Read more.This 'will they – won't they' saga has at last come to an end.
Read more.This 'will they – won't they' saga has at last come to an end.
weren't they giving away windows 10 everyone already?
To be frank no amount of fee stuff would compel me to sign up for a MSA, privacy matters.
Hmm I'm worried about privacy issues too, for that reason I've always used a local account when installing Windows. Has anyone more clever than me drudged through the privacy statement properly?
I'm inclined to agree. At the very least, it requires a VERY careful reading of exactly what the MSA terms and conditions are, in respect to what data you authorise MS to harvest, and what you authorise them to do with it, and who you authorise them to divulge it to, and under what circumstances they can/can't divulge it. Assuming you, that being the individual user taking advantage of this, care about their privacy. I do, and a lot, but some don't or not much.
Is it generosity?Originally Posted by HEXUS
It entirely depends on what MS meant when they said, months ago , that they're changing how they "monetise" Windows.
One way is to charge for new versions. Another is to, using whatever techniques are necessary, to build a huge installed userbase all of whom have signed up to a user agreement that allows MS to harvest personal data and monetise that data.
Another is to provide the OS free but then sell 'optional' services, be it cloud storage or whatever, off the back of it. Yet another would be a subscription model.

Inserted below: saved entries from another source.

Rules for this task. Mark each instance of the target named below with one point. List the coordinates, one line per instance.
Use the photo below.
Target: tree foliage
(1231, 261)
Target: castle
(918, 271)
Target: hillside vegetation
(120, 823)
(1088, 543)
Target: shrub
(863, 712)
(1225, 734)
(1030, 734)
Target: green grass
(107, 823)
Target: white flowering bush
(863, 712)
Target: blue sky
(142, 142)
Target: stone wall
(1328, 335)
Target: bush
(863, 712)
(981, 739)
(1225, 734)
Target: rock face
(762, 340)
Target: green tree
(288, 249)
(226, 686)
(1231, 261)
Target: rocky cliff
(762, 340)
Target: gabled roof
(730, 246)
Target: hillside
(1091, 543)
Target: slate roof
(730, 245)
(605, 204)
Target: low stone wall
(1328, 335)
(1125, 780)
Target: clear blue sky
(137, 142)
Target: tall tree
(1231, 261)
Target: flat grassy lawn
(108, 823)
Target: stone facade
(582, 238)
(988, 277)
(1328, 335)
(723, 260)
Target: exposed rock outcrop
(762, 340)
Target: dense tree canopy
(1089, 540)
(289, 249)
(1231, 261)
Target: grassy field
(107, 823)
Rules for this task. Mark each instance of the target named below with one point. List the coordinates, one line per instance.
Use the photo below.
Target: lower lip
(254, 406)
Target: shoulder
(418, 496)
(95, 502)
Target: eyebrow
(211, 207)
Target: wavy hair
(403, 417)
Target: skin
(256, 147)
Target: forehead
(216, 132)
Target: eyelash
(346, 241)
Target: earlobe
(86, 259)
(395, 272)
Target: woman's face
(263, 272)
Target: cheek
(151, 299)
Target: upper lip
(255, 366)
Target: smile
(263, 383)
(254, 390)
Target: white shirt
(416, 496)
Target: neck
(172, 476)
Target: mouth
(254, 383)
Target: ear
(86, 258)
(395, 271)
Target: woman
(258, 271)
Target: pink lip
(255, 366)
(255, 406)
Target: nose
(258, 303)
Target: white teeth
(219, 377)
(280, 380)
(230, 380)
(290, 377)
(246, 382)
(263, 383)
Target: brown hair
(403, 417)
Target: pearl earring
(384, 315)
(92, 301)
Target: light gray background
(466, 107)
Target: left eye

Currently, we don't know where MS are going with "changing how we monetize", but we do know they are going somewhere, and it could be any of the above, or some mix of some variation of the above. But it isn't the old "buy licences or licence upgrades" model.
So is this so-called generosity actually generous, or is it simply another step in the direction of whatever that changed monetisation strategy is?
My attitude is rather that of a cynic. MS is not, never has been and almost certainly never will be a charity. or, for that matter, a social enterprise working for the betterment of society. It's a business, with shareholders to answer to, and if it's changing monetisation strategy, it's doing so because it thinks it's in Microsoft's vested best-interest to do so, not because it's "generous".
Do banks provide "free" current accounts because they're nice people, really? Or do they do it because they make their money from those accounts in other ways? I said I was a bit cynical, but if we answer that question about bank's motivation correctly, we'll have the answer to how "generous" these "free" Insider-upgrades, that require MS accounts actually are.
Personally, I am NOT using Win10 at all if, repeat IF a requirement proves to be an MS account with grossly intrusive privacy implications. I am NOT agreeing to the kinds of nosiness that the Insider EULA imposes, those that may be justified to a degree for development purposes . If that same nosiness carries over to the final 'retail' EULA, then that alone kills future Windows versions for me, and almost certainly irrevocably. It will be enough to detetmine a switch to Linux, and once switched, I can't imagine what would induce me to switch back.
Ultimately, a lot comes down to "do I trust MS"? The answer to that is "about as much as I trust banks", which is barely at all, and a LARGE part of the reason is the way MS have been so coy, evasive and squirrelly about exactly what "changing monetisation" actually means.
I wouldn't claim to be more clever than you, but I've read the privacy section of the Insider Preview version carefully, and it's extremely intrusive. But some of that may be necessary for development reasons.
What we don't yet have is the EULA, or the privacy section, for the final 'release' version. So it's hard to know whether it'll be the same, privacy-wise, or scaled back significantly on intrusiveness.
The jury is awaiting evidence to base a decision on.
GuidoLS (21-06-2015)
So is it too late to install the test version now and get the final version for free? I'll bite the bullet of privacy invasion for a few weeks if that's the case
Then again, what terms are you under when they give you the free retail version? Are they still allowed to snoop on you in the same way? Does the test version licence/terms tag along with it?
does this mean if i'm running it in a VM, and upgrade, i can then later do a clean actual install on that PC for free?
I'm afraid this article is a day late and a dollar short, the paragraph you mention was edited yesterday by Microsoft and now says you still need a legal Window 7 or 8.1 license for a free upgrade.